I've never made any real attempt to look for the path of the floods or more subtle things, but have been to the dry falls which is one of the more obvious features. That would have been something to see from a safe spot.

Keep us informed. I don't know exactly what will be going on in May yet as far as work goes that might interfere. I do have a meeting of the tool collector's club I belong to on the 19th of May. Since I do the secretary duties for meetings in Seattle, I try to work around those days.

Alan

RidgeRunner
01-09-2007, 10:25AM
I remember that Nova episode. Absolutely fascinating stuff! Those big out-of-pace boulders the floods deposited everywhere stuck in my mind particularly.


WT, thanks for your comments. I’ve seen the NOVA program twice and it was even more amazing the second time. Some of those boulders you mentioned are as big as cars…Called eratics, they were carried from British Columbia by the ice and then floated down with the floodwaters encased in ice. I visited a site with an eratic the size of a small car near McMinnville, OR in the Willamette Valley, many hundreds of miles from Missoula.


Mick,

I've never made any real attempt to look for the path of the floods or more subtle things, but have been to the dry falls which is one of the more obvious features. That would have been something to see from a safe spot.
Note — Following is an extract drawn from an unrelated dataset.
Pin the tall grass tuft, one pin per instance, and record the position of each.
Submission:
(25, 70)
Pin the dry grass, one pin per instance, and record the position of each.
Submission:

Keep us informed. I don't know exactly what will be going on in May yet as far as work goes that might interfere. I do have a meeting of the tool collector's club I belong to on the 19th of May. Since I do the secretary duties for meetings in Seattle, I try to work around those days.

Alan


Alan, thanks for responding...you’re right, Dry Falls (http://www.gonorthwest.com/Washington/northeast/Dry_Falls.htm) must have been spectacular with that much water going over it. It’s hard to imagine the force of that much water but it sure changed the landscape. Here’s (http://www.kidscosmos.org/kid-stuff/mars-trip-9.html) another good link with pix.

I have some obligations from about the middle of May on so some part of the first two weeks of May would work for me as a place to start thinking of a timeframe.